Making art is necessarily a kind of withdrawal. This is why the modern liberal ideology of the self-created individual, who creates himself from an effort of will, is the absolute enemy of art. Such a self-created person will never distance himself in order to receive the excess that the world holds. His art will always be tied to ego and will be sterile, repetitious and a dead end. It will hold none of the difference of the sacred because it will be tied only to the human.
This withdrawal is similar to the withdrawal, or the objectivity, of the scientist who may be passionate about his subject but must guard against that passion distorting his vision. The problem with romanticism is that this distance is not present, there is too much of the artist present in the art. Thus art can never be self-expression, it is the making of something that is “other”, that may be strange even to the artist. The artist may begin with the thread of an idea but must obediently follow where that thread will lead him.
This is why art can never be propaganda, because if the end is in sight before the work has begun and there is no journey of discovery, there is only an imposition of an already formed idea. Flannery O’Connor did not write polemics, she did not write in order to present a moral universe. What she did was to observe people in the world and try to be as truthful to that as she could, without the intervention of sentimentality or a pre-existing morality. At times, her characters play out their roles in grotesque ways but it is only in their integrity, as true characters, that they reveal what is true about humanity. Thus moral vision does not take precedence: it is discovered on the way, only after the artist has distanced herself from it. What does take precedence is a clear eyed view of reality cleansed of our projections.
While reading Williams’ book I could not shake the idea that his analysis applies also to preaching. To assert that preaching is an art is to counter notions that preaching is about the transmission of a message, as in “the Christian message”. This would equate preaching with photography in its relation to the visual arts. It is just a reproduction, a copy, a direct transcribing of a message. The reason that all visual arts are not reducible to photography is the same reason that preaching is not reducible to the simple transmission of a message.
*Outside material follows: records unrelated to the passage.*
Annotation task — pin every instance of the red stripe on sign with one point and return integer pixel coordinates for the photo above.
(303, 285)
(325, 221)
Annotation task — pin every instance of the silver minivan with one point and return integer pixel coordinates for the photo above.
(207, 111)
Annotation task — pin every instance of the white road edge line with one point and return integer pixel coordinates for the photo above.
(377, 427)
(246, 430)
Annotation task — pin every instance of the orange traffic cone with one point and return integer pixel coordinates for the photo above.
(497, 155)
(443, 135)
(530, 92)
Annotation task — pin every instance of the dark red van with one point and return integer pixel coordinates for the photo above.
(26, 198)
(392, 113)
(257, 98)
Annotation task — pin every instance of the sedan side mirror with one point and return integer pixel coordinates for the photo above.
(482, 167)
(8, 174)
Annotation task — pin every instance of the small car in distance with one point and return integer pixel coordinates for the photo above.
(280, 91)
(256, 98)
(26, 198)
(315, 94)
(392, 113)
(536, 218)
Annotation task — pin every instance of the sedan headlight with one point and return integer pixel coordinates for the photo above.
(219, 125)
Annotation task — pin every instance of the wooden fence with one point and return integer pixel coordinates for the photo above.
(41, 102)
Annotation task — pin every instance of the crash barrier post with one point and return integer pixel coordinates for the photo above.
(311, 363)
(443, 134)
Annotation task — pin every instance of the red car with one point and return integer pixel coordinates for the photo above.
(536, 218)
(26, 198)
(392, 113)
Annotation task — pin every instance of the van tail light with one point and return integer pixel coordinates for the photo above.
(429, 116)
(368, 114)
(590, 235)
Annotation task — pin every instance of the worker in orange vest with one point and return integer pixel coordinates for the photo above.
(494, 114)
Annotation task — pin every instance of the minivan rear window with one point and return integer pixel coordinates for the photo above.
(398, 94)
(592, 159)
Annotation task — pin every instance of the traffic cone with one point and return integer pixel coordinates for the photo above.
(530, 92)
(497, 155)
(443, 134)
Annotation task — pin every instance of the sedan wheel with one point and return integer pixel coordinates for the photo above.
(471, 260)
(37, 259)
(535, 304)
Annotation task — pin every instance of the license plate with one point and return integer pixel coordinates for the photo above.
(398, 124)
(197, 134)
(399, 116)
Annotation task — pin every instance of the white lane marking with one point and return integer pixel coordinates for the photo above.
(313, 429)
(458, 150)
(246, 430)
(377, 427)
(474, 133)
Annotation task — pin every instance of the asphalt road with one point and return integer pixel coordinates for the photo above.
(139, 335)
There is a magic that happens between the object and the art; between the observation of people and the character; and between the text and the sermon. In each case that magic consists in revealing what has to be, a truth that lies submerged. The skill of the artist and the preacher is to reveal this truth. It is this skill that reveals a blaze of light in a haystack in a field or new depths in a familiar biblical passage. This is surely the criterion that must be used to judge all works of art, a criterion we lost when Duchamp exhibited a urinal and we came to the conclusion, falsely, that everything can be art. For what does the urinal reveal?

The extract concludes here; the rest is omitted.